Abstract
Background
Clinical studies employ the Unified Parkinson’s Disease Rating Scale (UPDRS) to measure the severity of Parkinson’s disease. Evaluations often fail to consider the health-related quality of life (HrQoL) or apply disease-specific instruments. Health-economic studies normally use estimates of utilities to calculate quality-adjusted life years. We aimed to develop an estimation algorithm for EuroQol- 5 dimensions (EQ-5D)-based utilities from the clinical UPDRS or disease-specific HrQoL data in the absence of original utilities estimates.
Methods
Linear and fractional polynomial regression analyses were performed with data from a study of Parkinson’s disease patients (n=138) to predict the EQ-5D index values from UPDRS and Parkinson’s disease questionnaire eight dimensions (PDQ-8) data. German and European weights were used to calculate the EQ-5D index. The models were compared by R2, the root mean square error (RMS), the Bayesian information criterion, and Pregibon’s link test. Three independent data sets validated the models.
Results
The regression analyses resulted in a single best prediction model (R2: 0.713 and 0.684, RMS: 0.139 and 13.78 for indices with German and European weights, respectively) consisting of UPDRS subscores II, III, IVa-c as predictors. When the PDQ-8 items were utilised as independent variables, the model resulted in an R2 of 0.60 and 0.67. The independent data confirmed the prediction models.
Conclusion
The best results were obtained from a model consisting of UPDRS subscores II, III, IVa-c. Although a good model fit was observed, primary EQ-5D data are always preferable. Further validation of the prediction algorithm within large, independent studies is necessary prior to its generalised use.

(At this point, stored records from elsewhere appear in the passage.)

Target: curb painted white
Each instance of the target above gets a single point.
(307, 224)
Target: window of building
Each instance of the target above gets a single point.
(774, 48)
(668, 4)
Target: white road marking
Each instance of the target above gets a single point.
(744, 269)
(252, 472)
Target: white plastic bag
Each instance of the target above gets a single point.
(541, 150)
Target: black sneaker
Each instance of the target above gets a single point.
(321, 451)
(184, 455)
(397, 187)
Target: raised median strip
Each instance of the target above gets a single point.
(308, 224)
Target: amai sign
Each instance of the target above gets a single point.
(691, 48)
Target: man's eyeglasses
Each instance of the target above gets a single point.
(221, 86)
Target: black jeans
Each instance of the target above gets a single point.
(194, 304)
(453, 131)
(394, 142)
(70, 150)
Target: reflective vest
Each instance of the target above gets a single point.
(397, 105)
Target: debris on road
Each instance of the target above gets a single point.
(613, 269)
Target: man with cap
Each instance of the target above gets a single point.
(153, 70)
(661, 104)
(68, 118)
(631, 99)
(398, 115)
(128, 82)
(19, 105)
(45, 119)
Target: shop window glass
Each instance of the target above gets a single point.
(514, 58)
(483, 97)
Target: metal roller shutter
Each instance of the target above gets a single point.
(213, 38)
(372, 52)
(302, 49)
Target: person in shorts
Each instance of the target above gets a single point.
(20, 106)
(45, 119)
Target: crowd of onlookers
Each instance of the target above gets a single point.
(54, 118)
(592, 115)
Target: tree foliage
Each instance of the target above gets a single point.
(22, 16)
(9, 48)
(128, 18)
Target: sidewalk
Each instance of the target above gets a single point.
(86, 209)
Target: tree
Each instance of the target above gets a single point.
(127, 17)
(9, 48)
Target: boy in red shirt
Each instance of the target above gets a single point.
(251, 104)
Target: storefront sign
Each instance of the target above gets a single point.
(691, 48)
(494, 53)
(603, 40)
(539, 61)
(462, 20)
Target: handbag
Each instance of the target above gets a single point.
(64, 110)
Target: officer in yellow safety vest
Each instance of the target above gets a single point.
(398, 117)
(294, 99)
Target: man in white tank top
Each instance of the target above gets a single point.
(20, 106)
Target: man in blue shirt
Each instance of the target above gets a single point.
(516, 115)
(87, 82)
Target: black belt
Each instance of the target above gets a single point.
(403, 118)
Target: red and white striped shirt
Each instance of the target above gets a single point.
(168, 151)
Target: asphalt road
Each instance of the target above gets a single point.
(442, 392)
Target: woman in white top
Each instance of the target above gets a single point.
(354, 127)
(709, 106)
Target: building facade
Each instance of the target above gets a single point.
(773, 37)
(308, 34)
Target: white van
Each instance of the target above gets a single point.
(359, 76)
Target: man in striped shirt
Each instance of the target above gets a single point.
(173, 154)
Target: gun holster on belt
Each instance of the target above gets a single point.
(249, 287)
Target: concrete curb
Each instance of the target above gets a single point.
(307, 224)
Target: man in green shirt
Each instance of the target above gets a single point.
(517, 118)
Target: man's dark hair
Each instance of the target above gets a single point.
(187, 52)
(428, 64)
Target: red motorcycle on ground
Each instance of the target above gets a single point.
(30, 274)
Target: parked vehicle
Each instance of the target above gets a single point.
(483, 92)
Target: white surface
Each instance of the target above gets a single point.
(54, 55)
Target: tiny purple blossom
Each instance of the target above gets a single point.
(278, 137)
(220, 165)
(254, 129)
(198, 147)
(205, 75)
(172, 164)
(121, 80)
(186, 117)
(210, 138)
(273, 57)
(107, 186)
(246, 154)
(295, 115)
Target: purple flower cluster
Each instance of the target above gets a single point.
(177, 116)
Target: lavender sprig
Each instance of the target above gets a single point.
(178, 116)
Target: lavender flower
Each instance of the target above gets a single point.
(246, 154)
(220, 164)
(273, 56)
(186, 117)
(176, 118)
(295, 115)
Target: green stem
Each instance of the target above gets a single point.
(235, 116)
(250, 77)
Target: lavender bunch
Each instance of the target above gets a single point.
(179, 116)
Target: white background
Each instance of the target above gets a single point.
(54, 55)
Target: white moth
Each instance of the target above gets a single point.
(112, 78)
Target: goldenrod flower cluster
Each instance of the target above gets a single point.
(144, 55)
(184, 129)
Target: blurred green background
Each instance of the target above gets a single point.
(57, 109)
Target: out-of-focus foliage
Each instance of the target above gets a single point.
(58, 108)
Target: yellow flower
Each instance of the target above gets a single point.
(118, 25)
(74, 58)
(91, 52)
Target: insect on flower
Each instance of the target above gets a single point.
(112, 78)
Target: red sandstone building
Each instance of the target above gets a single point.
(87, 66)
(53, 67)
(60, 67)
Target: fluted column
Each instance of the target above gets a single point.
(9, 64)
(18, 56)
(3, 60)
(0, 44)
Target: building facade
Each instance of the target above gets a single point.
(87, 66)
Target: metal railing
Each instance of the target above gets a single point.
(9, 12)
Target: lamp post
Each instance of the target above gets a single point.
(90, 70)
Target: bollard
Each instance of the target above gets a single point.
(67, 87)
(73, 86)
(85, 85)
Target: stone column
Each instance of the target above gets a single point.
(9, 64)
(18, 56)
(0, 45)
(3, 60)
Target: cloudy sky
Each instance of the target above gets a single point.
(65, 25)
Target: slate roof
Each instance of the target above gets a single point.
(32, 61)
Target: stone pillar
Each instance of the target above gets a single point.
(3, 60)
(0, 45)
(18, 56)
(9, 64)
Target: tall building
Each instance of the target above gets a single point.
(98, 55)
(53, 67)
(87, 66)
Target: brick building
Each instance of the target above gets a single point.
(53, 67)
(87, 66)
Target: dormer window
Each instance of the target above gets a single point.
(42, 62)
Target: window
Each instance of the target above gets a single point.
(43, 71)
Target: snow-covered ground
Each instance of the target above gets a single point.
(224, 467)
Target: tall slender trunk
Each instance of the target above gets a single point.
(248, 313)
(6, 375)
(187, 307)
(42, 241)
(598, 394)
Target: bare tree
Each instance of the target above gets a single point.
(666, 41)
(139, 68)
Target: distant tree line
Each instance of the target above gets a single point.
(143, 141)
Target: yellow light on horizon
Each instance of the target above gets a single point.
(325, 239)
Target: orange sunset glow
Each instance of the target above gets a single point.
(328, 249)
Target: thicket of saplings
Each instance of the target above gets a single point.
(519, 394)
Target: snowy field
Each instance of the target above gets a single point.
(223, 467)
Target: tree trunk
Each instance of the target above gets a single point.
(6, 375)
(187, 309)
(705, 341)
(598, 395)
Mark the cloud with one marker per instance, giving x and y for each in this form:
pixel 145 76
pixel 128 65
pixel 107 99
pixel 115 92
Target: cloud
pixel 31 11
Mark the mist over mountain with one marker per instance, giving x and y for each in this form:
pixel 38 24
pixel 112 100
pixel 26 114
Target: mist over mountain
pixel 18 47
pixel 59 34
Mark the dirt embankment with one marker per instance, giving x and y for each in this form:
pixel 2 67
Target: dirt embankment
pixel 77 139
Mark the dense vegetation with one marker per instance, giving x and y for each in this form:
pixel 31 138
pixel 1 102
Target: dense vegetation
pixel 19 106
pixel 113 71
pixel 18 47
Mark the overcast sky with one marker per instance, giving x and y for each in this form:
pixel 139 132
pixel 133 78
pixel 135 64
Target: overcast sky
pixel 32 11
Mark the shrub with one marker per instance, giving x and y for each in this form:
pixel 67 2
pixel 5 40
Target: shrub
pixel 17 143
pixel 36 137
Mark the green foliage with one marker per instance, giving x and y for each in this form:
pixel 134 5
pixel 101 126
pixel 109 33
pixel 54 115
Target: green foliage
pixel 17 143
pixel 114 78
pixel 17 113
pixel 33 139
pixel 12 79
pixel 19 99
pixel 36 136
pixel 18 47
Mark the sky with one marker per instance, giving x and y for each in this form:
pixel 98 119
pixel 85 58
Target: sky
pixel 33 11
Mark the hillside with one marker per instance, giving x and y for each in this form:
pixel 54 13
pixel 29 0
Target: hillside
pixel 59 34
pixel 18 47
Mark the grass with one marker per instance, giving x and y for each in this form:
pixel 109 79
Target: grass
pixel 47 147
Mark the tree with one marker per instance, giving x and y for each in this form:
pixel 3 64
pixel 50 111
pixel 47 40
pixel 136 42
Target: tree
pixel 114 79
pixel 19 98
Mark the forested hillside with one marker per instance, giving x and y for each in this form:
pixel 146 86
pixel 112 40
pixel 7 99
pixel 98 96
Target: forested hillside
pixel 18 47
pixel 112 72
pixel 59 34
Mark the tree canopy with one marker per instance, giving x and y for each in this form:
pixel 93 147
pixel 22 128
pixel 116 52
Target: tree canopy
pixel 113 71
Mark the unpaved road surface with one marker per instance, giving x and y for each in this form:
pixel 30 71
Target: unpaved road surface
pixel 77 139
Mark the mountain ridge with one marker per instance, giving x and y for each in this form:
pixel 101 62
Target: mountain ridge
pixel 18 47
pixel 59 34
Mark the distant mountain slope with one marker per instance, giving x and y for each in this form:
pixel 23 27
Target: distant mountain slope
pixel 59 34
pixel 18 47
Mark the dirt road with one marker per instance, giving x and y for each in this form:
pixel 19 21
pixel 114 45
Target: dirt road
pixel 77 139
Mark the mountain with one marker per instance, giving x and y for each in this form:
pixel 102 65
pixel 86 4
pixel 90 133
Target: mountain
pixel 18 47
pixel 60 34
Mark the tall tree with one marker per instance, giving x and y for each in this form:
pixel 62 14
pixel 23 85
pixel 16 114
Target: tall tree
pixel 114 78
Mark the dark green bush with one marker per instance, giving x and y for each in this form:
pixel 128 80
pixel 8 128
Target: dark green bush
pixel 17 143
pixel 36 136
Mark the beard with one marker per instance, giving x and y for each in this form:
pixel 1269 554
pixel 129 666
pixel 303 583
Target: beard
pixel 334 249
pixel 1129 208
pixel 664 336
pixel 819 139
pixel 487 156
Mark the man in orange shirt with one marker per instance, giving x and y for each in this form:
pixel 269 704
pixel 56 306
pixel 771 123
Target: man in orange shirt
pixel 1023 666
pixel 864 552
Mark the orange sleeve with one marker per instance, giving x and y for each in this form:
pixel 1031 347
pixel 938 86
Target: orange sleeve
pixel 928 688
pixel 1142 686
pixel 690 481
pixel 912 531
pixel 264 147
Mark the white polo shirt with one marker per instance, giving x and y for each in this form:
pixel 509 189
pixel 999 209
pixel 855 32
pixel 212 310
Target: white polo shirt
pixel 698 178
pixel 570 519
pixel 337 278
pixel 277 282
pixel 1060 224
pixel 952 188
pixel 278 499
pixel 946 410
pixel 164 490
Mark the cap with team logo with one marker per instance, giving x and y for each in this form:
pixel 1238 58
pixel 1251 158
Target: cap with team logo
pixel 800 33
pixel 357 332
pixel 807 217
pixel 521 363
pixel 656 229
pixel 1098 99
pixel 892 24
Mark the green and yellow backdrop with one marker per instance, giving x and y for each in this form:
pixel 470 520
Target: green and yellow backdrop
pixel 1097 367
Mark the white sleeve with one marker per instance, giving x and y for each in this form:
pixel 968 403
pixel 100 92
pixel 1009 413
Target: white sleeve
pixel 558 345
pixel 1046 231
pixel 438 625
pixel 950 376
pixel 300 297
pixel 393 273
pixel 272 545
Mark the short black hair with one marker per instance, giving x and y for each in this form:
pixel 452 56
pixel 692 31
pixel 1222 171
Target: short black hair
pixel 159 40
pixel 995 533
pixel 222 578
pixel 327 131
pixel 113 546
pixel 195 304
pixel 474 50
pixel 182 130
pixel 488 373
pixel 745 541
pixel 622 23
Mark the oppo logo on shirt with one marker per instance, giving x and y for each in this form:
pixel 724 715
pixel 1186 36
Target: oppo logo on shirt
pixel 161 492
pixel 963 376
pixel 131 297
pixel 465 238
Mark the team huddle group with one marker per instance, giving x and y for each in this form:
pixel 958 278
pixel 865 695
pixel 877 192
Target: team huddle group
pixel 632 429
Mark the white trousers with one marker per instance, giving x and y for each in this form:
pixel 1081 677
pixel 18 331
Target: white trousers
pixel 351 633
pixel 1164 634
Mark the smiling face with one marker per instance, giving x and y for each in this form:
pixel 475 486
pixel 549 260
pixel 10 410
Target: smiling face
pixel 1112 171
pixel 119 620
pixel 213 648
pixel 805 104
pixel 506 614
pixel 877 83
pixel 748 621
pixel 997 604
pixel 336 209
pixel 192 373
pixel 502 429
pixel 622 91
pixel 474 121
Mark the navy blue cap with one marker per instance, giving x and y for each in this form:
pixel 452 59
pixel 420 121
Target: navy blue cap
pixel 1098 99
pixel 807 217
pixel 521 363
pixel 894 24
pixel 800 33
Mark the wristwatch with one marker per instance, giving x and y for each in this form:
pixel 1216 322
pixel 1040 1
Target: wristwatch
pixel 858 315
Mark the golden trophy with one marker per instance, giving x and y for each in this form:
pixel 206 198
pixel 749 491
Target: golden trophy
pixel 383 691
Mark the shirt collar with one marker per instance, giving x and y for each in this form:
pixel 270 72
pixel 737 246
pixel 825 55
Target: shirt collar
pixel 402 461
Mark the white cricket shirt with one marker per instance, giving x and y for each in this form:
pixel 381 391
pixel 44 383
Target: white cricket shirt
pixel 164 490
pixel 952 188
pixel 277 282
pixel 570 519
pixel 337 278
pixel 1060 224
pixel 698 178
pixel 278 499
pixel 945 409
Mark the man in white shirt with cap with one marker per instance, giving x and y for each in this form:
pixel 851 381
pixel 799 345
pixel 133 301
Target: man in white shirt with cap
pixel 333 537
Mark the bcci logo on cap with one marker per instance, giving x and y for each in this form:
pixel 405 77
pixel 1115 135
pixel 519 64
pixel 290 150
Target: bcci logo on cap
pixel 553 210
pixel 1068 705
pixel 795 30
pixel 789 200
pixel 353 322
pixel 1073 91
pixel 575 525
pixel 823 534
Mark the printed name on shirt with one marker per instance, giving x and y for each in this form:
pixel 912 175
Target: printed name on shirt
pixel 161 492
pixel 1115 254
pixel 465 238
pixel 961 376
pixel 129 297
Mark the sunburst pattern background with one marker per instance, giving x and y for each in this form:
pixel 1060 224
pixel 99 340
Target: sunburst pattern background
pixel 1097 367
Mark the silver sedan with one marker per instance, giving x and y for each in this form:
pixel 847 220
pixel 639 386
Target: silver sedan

Keywords: Parkinson’s disease, Quality of life, EuroQoL/EQ-5D, UPDRS, PDQ-8, Prediction
Background
In recent years, increased measurement of health-related quality of life (HrQoL) has expanded to evaluate chronic disorders and analyse cost-effectiveness in particular. Different instruments were developed to assess the HrQoL. Types of HrQoL instruments include profile-based instruments that depend on the aggregation of several outcome values (e.g., Parkinson’s disease questionnaire eight dimensions (PDQ-8) [1]) and index instruments with a single index value to represent the HrQoL (e.g., EuroQol – 5 dimensions (EQ-5D) [2]). Disease-specific (e.g., PDQ-8 [1]) and generic instruments (e.g., EQ-5D [2]) are also available.
The guidelines for health-economic evaluations call for the implementation of quality of life as a patient-relevant outcome and the use of utility-based patient preferences [3-5]. However, utility-based instruments are not routinely applied, even in recent clinical trials. Clinical scales are regularly used, and study designs frequently include disease-specific HrQoL or profile instruments.
Cost-utility studies require HrQoL data, and clinical effectiveness parameters. We aimed to develop a mapping algorithm based on Unified Parkinson's Disease Rating Scale (UPDRS) and PDQ-8 data in cases when utilities are needed but not assessed in the field of Parkinson’s disease.
Methods
Clinical evaluation
The data were collected from a study population of patients (n=138) with idiopathic Parkinson’s disease following recruitment at several study centres in Hessia, Germany. A detailed description of the patients and scales applied was previously published [6]. The severity of Parkinson’s disease was assessed with the UPDRS [7]. Our analysis relied on subsets to calculate several scores, including the summed scores of parts II-IV. The latter data were also divided into subscores for dyskinesias (IVa), motor fluctuations (IVb), and other complications (IVc).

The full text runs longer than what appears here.